‘Information dump’ is one of those terms that’s so descriptive, I could guess its meaning right away.
We can get information dumped on us as a reader in several different ways—in backstory (what happened before the story started), research (when an author is eager to share all the work he did with the reader…even when it’s not really necessary to the story), and even a descriptive dump about a character.
You know how it is…you’re writing and you’re probably trying to get this character clear in your mind and so you describe him. Ad nauseum. Here’s an info dump on Uriah Heep (pictured): He had orange, Tang-colored hair, a pointed chin, and a tall stature. His whole demeanor was suffocating and cloying in nature. His jerking, clumsy walk and repulsive manner was decidedly off-putting. He was tall and pale and his … blah, blah, blah.
The problem is that readers don’t really like to have a huge amount of information dumped on them all at one time. But gosh, it’s easy for us writers to pen it in. We’re trying to picture our character and want to recreate this picture for our readers.
At the same time, as a reader, I don’t like being introduced to a character and not have at least a general impression of him. Is he old or young? Is he educated? Attractive? What’s his relationship to the protagonist? If I can’t find out this information quickly, I start shuffling through the pages to try to find a description so I can at least have an idea who this guy is.

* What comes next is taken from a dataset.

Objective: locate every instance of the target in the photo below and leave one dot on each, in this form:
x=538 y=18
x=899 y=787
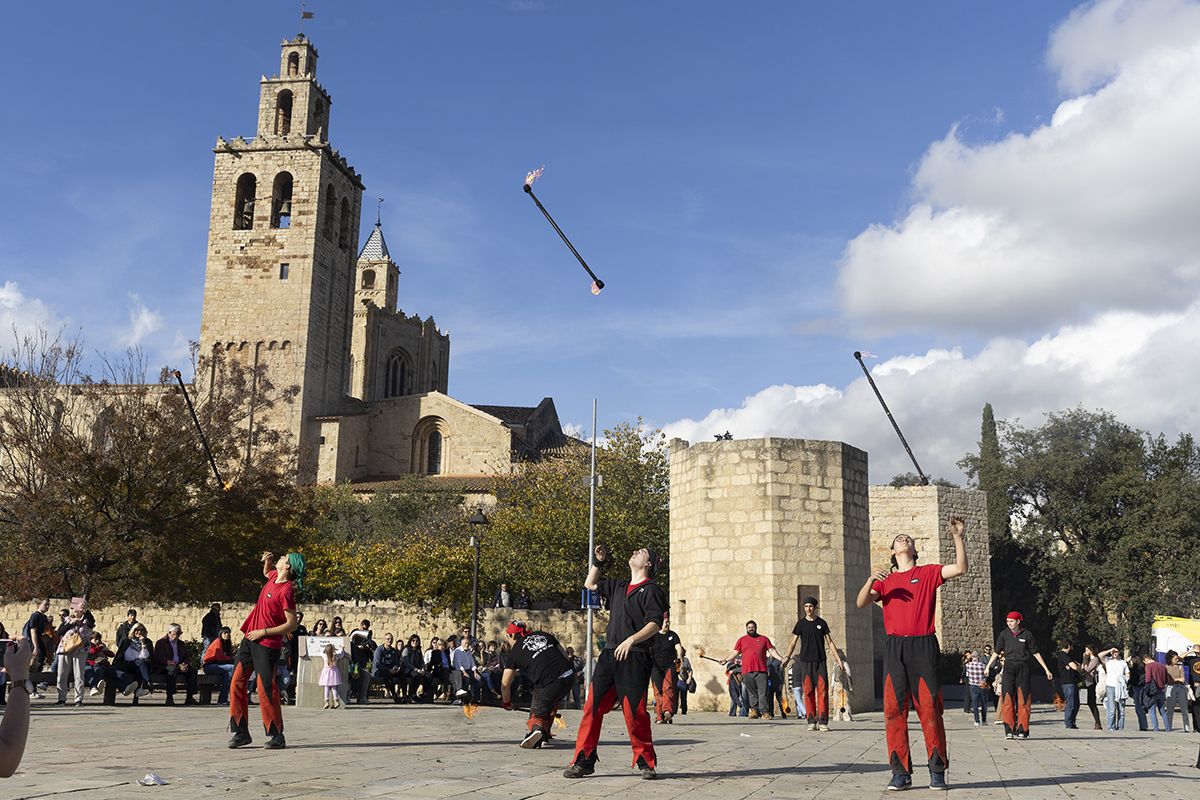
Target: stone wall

So…what can we do? What’s just the right amount of information and description and what’s the best way to share it with the reader?
The best method seems to be a combination of direct and indirect characterization. With direct characterization, you provide the reader with the information (this is the blond hair, blue eyes, devilish grin part.) Direct is the ‘telling’ approach. With indirect characterization, you let the reader draw their own conclusions: based on character dialogue, his internal musings shared with the reader, and other characters’ observations about him (the ‘showing approach.’ )
Showing is definitely the more time-consuming of the two, but I like it better. It’s a great way to mislead the reader, too—nice if you want to make them think a character should be admired and then later have the character’s true colors show.
How do you describe your characters?